- Born: 1957 (age 67–68) Oak Park, Illinois, U.S.
- Genres: Classical
- Instruments: Viola

Academic background
- Education: New England Conservatory of Music (BM) University of Rochester (MM)

Academic work
- Institutions: Oberlin College Cleveland Institute of Music Northwestern University Wheaton College

= Peter Slowik =

Peter Slowik (born 1957) is an American classical musician and academic working as a professor of viola and head of the string department at Oberlin Conservatory of Music.

== Early life and education ==
Slowik was born in Oak Park, Illinois. He earned a Bachelor of Music degree from the New England Conservatory of Music and a Master of Music from the Eastman School of Music.

== Career ==
Before teaching at Oberlin, Slowik taught at the Cleveland Institute of Music, Northwestern University (where he earned the McCormick Professorship for Teaching Excellence), and Wheaton College as a guest lecturer and viola instructor. He has received awards in teaching excellence from Oberlin, Northwestern, and the American Viola Society. Some of his former viola students perform in major U.S. orchestras such as the Chicago Symphony Orchestra, the Minnesota Orchestra, the San Francisco Symphony, and the National Symphony Orchestra, and in university appointments across the nation.

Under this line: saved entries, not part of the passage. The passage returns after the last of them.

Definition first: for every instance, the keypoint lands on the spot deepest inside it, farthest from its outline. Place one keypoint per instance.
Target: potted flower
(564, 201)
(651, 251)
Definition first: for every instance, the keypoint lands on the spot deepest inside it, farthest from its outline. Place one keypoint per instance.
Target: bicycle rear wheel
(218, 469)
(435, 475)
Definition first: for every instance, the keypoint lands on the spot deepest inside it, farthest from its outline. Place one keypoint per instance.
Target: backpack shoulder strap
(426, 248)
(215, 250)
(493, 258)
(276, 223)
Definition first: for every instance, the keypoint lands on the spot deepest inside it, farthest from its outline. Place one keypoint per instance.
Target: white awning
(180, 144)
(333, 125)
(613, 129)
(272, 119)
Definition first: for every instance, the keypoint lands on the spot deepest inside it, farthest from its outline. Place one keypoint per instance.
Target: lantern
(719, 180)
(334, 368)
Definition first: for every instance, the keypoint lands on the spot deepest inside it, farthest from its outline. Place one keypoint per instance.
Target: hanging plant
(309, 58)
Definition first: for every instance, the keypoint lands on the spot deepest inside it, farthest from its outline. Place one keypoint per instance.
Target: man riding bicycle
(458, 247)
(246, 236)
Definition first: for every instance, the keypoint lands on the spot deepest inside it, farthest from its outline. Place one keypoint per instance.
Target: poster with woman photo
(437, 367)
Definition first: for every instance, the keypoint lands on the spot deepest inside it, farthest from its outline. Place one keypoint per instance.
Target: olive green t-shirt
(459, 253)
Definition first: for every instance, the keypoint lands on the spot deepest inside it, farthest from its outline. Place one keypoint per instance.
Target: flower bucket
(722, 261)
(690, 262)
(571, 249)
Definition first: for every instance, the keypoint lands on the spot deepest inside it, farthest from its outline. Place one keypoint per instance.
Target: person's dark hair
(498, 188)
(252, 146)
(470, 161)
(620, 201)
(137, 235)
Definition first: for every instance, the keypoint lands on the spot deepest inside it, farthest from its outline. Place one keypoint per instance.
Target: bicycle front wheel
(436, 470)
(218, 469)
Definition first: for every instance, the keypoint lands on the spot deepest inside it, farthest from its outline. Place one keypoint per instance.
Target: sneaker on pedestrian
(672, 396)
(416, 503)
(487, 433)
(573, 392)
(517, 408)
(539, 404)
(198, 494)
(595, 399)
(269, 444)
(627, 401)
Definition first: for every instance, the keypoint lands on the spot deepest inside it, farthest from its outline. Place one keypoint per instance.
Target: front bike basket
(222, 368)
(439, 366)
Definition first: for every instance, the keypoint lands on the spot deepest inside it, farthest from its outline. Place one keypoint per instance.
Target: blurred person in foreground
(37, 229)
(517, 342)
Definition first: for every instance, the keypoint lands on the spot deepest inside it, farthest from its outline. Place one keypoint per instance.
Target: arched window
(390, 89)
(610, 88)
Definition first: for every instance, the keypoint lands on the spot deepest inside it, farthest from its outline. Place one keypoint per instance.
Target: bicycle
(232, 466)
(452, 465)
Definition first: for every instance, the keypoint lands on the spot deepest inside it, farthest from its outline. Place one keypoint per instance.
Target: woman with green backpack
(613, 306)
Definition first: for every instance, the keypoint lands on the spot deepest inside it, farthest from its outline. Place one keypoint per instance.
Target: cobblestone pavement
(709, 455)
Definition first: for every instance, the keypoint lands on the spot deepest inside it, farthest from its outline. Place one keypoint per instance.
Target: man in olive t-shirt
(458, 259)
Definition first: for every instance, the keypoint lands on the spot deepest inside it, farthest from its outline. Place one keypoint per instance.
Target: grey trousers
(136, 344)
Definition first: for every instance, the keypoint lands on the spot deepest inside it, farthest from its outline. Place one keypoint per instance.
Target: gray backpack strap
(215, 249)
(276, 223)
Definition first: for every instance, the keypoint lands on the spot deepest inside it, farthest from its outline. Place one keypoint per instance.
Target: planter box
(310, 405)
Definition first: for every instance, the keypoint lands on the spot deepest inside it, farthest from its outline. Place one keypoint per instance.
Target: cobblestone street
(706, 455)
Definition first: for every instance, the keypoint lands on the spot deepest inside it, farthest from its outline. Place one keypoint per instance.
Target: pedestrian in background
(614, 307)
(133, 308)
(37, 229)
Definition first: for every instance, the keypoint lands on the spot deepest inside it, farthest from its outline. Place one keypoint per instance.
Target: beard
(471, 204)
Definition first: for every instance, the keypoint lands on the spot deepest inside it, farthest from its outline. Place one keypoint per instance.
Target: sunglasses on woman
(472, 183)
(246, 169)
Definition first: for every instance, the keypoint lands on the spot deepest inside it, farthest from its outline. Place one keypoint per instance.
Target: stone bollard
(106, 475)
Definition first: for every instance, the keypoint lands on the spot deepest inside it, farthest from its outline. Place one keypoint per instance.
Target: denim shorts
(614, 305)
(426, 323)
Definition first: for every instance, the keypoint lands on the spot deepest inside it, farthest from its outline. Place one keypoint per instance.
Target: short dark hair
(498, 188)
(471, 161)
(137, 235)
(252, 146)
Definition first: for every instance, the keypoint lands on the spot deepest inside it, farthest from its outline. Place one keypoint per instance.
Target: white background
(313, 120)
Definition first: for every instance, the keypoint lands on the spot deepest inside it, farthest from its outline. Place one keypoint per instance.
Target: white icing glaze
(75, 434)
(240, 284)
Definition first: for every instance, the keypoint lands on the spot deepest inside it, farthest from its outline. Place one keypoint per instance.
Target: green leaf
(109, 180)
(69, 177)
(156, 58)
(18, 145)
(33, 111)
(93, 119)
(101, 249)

Slowik is a former substitute violist for the Chicago Symphony Orchestra, and appeared as an onstage solo violist at the Lyric Opera of Chicago. Slowik is also currently the artistic director of Credo Chamber Music, a faith-based summer music program that allows gifted youths to experience intensive chamber music instruction, master classes, and performances.His teaching style is notable for its deeply empathic approach and high standards.

Slowik has been featured at six International Viola Congresses and on NPR. He was the principal violist of the American Sinfonietta, Concertante di Chicago, and the Smithsonian Chamber Orchestra.